The rich diversity of the Oceans offers important economic opportunities through the sustainable exploitation of our marine resources to develop drug leads for the pharmaceutical sector. Over the last five decades, a number of marine natural products have been exploited as new drugs especially in anti-cancer drug discovery (i.e. Yondelis®, Halaven® and Adcetris®). Mauritius has a rich and unique biodiversity of marine fauna and flora that offers a vast potential for discovering novel bioactive compounds. In that respect, the aim of this project is to investigate the biological activities of marine organisms to find natural products potent against human diseases. This research has identified various species of marine sponges, whose extracts have shown active properties against diseases such as Cancer, Alzheimer and Diabetes Mellitus. Currently, these active extracts are being purified to find bioactive substances, which can be developed into potent drugs.

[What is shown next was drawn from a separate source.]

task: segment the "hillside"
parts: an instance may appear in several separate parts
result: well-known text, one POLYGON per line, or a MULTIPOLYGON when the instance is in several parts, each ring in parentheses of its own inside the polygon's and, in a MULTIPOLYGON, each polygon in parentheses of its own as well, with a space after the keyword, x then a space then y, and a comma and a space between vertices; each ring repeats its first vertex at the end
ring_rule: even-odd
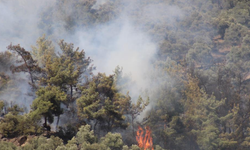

This endeavour is in line with the mission statement of the Ministry to harness the potential of the EEZ (Exclusive Economic Zone) and to develop the Ocean Economy


  • Inventory of marine sponges in the Mauritius Waters.
  • Investigating the biological properties of sponge extracts.
  • Isolation and characterization of bioactive compounds.

Project team: Avin Ramanjooloo, Preeti Oogarah


Study of Local Seismicity around Rodrigues–CIR Region Using Array Techniques (collaborative project with Frankfurt University)

Seismic activity around Rodrigues region has been a matter of concern for local population since long. Being at the distance of approximately 250km to the highly active Central Indian Ridge (CIR) it is always in danger of experiencing some ground shaking. Between 2009 and 2012 more than 40 events with magnitudes larger than 4.2 have been registered along Rodrigues–CIR region by the global seismographic networks. The largest magnitudes being 6.3 and 6.7 in August 2010 and July 2012, respectively. Since, earthquakes cannot be located reliably by one single seismic station. We intend to deploy a dense array of seismic stations on the island of Rodrigues and will employ array techniques for the detection and analysis of the seismicity of the region.